L'exemple typique est celui du panier abandonné. Un cyberacheteur remplit son panier d'achat, mais n'achève pas sa commande. Le marketing automation consiste à relancer le client par mail afin qu'il le finalise. Le marketing automation consiste aussi à envoyer des mails spécifiques à ceux qui n'ouvrent plus les newsletters du marchand depuis plusieurs mois. D'autres mails demeurent plus classiques comme ceux de réactivation, de relance de clients inactifs ou encore de bienvenus.

2. Augmenter sa base de clients grâce aux remises

Le célèbre "Abonnez-vous à notre newsletter" n'est plus suffisant pour se créer une base de clients. Aujourd'hui, des sites comme Sarenza ou La Redoute offrent plutôt en échange d'une inscription des bons de réduction. "C'est une arme redoutable. Le site doit être un aspirateur à email à tous les niveaux du parcours d'achat", explique Guillaume Fleureau.

La Redoute propose des bons d'achat sur son site pour pousser à l'abonnement. © La Redoute

Un pop-up sur le site permet d'augmenter la base de courriels du marchand. Par exemple, un internaute indécis reste sur une même page plus de trente secondes. Une fenêtre contextuelle peut alors lui proposer l'envoi d'un coupon de réduction par mail.

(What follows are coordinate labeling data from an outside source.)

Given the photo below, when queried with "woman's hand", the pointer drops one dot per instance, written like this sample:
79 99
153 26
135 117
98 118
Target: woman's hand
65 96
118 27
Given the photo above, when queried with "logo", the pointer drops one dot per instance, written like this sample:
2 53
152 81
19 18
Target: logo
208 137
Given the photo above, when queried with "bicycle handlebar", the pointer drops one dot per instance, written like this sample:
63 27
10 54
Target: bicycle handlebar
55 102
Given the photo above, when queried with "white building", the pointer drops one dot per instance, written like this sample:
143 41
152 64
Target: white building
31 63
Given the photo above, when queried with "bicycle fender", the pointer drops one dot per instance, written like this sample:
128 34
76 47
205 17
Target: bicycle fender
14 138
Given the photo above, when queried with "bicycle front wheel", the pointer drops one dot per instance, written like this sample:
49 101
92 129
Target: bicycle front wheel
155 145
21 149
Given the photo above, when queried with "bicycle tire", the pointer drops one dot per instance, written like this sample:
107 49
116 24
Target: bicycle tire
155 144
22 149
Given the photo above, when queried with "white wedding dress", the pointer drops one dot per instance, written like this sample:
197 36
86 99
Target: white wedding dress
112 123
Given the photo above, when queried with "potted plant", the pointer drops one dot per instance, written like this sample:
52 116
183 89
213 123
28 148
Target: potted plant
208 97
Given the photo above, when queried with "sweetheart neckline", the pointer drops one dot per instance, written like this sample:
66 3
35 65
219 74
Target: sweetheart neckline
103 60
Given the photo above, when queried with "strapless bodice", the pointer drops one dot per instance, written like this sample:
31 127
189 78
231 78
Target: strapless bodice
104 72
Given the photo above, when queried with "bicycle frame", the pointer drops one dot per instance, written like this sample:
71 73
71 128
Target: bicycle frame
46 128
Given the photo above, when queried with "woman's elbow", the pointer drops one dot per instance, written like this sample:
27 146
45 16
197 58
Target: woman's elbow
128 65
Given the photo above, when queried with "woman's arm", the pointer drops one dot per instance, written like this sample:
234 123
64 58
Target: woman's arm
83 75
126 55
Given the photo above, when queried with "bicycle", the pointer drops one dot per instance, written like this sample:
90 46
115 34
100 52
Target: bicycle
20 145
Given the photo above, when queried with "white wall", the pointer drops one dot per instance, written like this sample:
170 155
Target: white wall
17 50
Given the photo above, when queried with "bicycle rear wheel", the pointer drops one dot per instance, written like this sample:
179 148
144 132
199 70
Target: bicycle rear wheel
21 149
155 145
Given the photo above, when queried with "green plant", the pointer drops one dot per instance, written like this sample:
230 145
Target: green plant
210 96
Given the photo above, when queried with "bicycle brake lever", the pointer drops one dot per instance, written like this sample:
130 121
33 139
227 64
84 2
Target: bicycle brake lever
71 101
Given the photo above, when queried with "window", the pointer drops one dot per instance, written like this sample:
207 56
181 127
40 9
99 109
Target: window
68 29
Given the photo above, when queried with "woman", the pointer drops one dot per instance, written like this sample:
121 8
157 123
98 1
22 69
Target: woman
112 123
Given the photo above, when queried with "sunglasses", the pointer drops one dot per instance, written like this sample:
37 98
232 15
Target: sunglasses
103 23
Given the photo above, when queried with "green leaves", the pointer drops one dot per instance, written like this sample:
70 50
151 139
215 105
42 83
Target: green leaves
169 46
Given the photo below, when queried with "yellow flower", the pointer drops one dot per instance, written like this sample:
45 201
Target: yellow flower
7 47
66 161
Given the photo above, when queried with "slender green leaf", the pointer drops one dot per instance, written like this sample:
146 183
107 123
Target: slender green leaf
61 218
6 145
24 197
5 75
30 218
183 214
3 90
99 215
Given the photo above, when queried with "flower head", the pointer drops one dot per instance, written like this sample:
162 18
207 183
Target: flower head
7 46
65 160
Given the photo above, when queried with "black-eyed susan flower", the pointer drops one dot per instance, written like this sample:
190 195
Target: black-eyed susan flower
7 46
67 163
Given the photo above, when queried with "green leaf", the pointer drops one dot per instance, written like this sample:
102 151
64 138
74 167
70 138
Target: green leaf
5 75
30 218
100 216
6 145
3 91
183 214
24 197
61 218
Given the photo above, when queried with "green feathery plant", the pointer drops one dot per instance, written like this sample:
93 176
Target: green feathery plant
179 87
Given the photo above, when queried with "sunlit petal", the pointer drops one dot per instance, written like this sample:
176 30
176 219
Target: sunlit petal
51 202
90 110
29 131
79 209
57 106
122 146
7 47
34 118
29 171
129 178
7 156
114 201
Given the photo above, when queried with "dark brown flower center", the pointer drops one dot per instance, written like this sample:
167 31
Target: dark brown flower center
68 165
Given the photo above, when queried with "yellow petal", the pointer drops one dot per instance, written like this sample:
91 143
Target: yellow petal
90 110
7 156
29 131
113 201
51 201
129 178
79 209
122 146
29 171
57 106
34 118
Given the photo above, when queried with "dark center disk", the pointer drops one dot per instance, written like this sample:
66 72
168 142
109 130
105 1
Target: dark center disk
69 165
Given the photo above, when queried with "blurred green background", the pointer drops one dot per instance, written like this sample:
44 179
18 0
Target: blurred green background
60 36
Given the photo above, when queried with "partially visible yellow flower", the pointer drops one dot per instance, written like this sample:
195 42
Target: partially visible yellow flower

3. Envoyer la newsletter au bon moment

Quand envoyer sa newsletter ? C'est la question récurrente posée par les marchands. Si les moments varient entre le BtoC et le BtoB et entre les différents secteurs, une constante demeure. Il faut l'envoyer quand les gens sont disponibles. En vrac, voici les recommandations de Sarbacane, de SendinBlue et d'ActiveTrail, trois éditeurs de solutions de mail :

  • Eviter le début de semaine quand les Internautes traitent leurs mails professionnels. Ils pourraient ne pas le voir.
  • Dans la journée, la période de neuf heures à dix heures doit être évitée. Les meilleurs périodes restent le déjeuner. Le soir est aussi un moment privilégié, car les consommateurs regardent leur tablette et leur smartphone depuis chez eux.
  • Dans la semaine, les meilleurs jours de mailing restent le jeudi et le vendredi, quand les Internautes sont plus libres.
  • Le week-end reste à double tranchant. Beaucoup de clients n'ouvrent pas leur boîte mail. En revanche, un retailer omnicanal peut envoyer sa newsletter le vendredi soir pour attirer les visiteurs en fin de semaine.
  • En matière de fréquence, une newsletter doit être envoyée une fois par semaine maximum pour ne pas submerger les clients. Des exceptions existent toutefois selon les secteurs : les ventes événementielles par exemple n'ont pas à s’embarrasser de cette périodicité.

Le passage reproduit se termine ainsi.